The boundary between untrusted and trusted data is the edge of the application: HTTP requests, file uploads, queue messages, webhook payloads, inter-service API calls. Internal functions can assume their arguments are already validated; entry points cannot.

Validation has two goals: confirm the value is structurally what the application expects, and convert it to the type that subsequent code will use. The conversion step is itself a form of validation: int(value) raises on non-numeric input without requiring a regex.

Python: Pydantic

Pydantic validates structured inputs at parse time and raises with field-level error messages on failure. It is suited to API request bodies, configuration files, and any context where a dict needs to be converted to typed fields:

from pydantic import BaseModel, Field, field_validator
from datetime import date

class BookingRequest(BaseModel):
    guest_name: str = Field(min_length=1, max_length=100)
    check_in: date
    nights: int = Field(ge=1, le=365)

    @field_validator("guest_name")
    @classmethod
    def no_control_characters(cls, v: str) -> str:
        if any(c < " " for c in v):
            raise ValueError("control characters not permitted")
        return v.strip()

# raises pydantic.ValidationError if the data does not conform
booking = BookingRequest.model_validate(request.json())

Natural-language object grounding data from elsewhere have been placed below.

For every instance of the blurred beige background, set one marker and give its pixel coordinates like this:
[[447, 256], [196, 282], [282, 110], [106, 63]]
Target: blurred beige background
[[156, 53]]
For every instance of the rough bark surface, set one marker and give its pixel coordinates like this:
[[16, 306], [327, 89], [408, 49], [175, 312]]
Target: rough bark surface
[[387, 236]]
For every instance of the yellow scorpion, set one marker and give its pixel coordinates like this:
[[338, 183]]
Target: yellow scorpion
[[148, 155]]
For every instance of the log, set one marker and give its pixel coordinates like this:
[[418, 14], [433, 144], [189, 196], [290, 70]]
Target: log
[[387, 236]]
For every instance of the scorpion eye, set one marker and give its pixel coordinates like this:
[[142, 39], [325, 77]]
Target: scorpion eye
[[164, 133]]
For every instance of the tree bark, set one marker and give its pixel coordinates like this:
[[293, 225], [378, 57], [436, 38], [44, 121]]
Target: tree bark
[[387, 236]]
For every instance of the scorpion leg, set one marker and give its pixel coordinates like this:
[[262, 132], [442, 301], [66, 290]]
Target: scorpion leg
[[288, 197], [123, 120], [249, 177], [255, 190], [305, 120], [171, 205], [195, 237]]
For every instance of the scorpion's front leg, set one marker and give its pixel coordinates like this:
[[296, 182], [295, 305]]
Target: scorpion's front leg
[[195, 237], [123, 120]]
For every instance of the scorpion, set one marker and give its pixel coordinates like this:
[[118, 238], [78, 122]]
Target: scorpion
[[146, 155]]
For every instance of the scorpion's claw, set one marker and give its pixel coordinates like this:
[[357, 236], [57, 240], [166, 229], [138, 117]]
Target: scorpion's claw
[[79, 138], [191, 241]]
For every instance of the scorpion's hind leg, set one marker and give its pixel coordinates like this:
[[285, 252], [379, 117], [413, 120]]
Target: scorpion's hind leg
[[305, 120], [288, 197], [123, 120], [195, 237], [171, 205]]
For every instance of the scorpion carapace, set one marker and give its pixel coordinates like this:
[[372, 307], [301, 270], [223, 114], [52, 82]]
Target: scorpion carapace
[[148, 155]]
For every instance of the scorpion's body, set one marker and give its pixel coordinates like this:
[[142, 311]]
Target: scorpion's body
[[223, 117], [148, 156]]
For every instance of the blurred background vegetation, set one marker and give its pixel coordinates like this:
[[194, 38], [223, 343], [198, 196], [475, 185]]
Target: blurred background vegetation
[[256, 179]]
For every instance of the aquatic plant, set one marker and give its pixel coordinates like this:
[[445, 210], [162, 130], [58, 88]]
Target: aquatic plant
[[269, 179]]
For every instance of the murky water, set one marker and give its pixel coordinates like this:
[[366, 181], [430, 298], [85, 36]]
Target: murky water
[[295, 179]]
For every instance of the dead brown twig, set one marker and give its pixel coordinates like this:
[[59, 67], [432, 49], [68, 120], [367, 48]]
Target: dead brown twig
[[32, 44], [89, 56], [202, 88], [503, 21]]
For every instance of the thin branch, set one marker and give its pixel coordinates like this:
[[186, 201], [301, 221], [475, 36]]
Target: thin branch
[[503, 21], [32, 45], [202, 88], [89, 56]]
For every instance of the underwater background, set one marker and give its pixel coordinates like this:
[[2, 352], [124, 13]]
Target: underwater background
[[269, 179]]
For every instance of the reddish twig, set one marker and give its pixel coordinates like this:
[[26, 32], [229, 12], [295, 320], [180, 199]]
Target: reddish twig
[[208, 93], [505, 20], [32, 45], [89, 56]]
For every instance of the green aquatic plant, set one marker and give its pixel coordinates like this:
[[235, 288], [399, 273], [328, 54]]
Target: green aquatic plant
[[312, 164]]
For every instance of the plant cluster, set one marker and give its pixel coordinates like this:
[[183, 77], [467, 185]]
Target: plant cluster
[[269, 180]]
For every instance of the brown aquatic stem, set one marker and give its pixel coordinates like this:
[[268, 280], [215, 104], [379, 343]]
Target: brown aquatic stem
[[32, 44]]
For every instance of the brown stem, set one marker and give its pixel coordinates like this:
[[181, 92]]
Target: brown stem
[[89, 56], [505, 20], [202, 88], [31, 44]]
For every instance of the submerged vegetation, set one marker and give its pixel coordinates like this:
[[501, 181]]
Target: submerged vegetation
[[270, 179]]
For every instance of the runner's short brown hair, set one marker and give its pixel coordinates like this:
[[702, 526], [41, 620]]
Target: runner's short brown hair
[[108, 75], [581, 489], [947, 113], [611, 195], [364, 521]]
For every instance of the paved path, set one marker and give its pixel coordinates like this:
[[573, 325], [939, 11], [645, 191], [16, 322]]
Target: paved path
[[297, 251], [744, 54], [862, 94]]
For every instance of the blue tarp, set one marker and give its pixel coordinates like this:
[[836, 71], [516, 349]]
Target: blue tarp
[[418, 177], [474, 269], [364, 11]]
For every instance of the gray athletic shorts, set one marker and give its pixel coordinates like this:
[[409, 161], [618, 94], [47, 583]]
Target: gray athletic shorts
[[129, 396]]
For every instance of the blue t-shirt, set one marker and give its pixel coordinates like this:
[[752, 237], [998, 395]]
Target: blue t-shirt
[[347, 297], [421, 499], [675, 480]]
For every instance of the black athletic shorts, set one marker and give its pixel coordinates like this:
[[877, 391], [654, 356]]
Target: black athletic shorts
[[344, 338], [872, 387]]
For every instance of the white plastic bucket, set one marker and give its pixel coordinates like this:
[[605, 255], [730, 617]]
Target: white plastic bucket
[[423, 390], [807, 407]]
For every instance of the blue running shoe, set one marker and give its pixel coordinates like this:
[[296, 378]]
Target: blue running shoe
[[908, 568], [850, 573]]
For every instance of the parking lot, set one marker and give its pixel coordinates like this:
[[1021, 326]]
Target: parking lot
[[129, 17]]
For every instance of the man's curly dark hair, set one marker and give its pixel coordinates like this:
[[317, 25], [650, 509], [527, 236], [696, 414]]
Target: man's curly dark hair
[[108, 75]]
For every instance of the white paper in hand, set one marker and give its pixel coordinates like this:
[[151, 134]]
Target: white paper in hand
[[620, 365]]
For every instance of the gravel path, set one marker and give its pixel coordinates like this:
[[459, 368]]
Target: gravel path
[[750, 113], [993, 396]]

The validated booking object carries typed fields: booking.check_in is a date, not a string. Downstream code does not need to revalidate.

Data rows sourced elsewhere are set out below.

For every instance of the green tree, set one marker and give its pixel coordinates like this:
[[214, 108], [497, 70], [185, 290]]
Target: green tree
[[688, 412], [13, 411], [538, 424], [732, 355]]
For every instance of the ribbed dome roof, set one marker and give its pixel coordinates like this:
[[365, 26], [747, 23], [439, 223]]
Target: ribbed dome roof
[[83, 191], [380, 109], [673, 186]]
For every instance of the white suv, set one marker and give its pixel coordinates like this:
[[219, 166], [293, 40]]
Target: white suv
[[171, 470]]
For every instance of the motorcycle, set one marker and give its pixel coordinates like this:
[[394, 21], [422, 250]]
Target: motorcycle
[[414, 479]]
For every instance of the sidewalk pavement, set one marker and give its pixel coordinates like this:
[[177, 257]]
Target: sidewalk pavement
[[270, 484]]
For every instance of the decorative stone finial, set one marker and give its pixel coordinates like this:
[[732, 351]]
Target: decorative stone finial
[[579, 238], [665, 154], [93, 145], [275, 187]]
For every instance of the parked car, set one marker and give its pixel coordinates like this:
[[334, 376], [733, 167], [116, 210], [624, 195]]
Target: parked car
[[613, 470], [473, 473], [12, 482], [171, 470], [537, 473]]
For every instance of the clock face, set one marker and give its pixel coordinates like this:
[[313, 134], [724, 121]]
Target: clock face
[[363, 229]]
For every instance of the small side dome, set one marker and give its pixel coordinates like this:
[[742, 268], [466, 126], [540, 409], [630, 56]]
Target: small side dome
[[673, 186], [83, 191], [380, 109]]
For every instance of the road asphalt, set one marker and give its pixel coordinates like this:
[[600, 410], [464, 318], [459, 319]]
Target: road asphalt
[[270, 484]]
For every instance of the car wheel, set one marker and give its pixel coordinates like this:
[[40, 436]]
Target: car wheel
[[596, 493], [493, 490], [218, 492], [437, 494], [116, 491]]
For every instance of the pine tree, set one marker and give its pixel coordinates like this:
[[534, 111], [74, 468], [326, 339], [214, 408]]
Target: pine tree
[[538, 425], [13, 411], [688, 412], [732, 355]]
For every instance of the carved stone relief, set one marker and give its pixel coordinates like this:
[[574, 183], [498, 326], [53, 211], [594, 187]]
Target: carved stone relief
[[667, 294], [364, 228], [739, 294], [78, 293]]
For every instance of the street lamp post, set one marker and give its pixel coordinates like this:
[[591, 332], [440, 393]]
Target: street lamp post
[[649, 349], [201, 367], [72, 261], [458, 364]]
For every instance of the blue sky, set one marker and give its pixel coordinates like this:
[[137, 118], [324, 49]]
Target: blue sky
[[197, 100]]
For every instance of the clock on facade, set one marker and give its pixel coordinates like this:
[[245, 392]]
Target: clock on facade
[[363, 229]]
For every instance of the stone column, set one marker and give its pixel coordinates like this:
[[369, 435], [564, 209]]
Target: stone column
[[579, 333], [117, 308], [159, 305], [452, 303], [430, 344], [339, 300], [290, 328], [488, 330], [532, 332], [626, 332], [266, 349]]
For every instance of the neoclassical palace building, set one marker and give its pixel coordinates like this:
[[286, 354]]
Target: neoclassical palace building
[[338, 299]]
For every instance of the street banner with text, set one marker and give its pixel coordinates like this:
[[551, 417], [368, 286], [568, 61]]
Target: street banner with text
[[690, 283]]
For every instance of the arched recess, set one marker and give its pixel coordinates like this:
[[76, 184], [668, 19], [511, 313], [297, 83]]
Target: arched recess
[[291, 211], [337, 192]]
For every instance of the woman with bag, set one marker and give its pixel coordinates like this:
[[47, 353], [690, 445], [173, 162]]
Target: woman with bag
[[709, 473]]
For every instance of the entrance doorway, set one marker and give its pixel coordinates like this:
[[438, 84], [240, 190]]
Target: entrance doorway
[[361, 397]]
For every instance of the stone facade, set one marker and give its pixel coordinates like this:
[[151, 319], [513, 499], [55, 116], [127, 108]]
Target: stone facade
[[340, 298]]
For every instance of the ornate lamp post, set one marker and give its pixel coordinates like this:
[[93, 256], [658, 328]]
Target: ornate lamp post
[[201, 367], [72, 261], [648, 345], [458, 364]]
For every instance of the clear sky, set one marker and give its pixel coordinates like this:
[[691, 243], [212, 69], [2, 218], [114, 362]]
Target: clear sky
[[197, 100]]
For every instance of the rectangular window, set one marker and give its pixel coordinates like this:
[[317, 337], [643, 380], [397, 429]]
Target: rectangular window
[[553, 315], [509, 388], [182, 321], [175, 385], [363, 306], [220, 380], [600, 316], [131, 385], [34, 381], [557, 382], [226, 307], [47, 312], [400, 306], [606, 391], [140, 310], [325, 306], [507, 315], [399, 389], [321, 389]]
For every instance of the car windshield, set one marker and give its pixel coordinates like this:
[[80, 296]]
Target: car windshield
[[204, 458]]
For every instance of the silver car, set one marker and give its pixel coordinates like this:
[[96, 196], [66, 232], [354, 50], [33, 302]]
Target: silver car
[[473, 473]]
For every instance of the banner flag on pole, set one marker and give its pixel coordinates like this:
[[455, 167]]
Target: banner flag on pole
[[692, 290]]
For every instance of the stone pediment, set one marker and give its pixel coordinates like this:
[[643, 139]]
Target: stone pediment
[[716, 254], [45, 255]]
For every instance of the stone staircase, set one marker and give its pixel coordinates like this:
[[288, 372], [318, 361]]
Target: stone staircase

JavaScript/TypeScript: Zod

Zod provides the same pattern for JavaScript runtimes, with TypeScript inference:

import { z } from "zod";

const BookingSchema = z.object({
    guestName: z.string().min(1).max(100),
    checkIn: z.string().date(),
    nights: z.number().int().min(1).max(365),
});

// throws ZodError if input does not match
const booking = BookingSchema.parse(req.body);
// booking is typed: booking.nights is number, booking.checkIn is string (ISO date)

For Express-style handlers where throwing is inconvenient:

const result = BookingSchema.safeParse(req.body);
if (!result.success) {
    res.status(400).json({ errors: result.error.flatten() });
    return;
}
const booking = result.data;

Primitive coercion

For single values, stdlib coercion is sufficient and raises on invalid input:

# raises ValueError on non-integer input
user_id = int(request.args["id"])

# raises ValueError on invalid date format
from datetime import date
check_in = date.fromisoformat(request.args["check_in"])

Regex validation

Regex is appropriate for formats with no stdlib parser: postcodes, product codes, identifiers. Allowlist patterns (permit known-good characters) are more reliable than denylist patterns (reject known-bad ones):

import re

POSTCODE_RE = re.compile(r"^[A-Z]{1,2}\d[A-Z\d]? \d[A-Z]{2}$")

def validate_postcode(value: str) -> str:
    value = value.strip().upper()
    if not POSTCODE_RE.match(value):
        raise ValueError(f"invalid postcode: {value!r}")
    return value

Denylist patterns that try to reject <, >, script, ' etc. are routinely bypassed through encoding, case variation, and unicode equivalences. They offer a false sense of coverage; the SQL injection attack techniques page shows how this plays out against SQL injection specifically.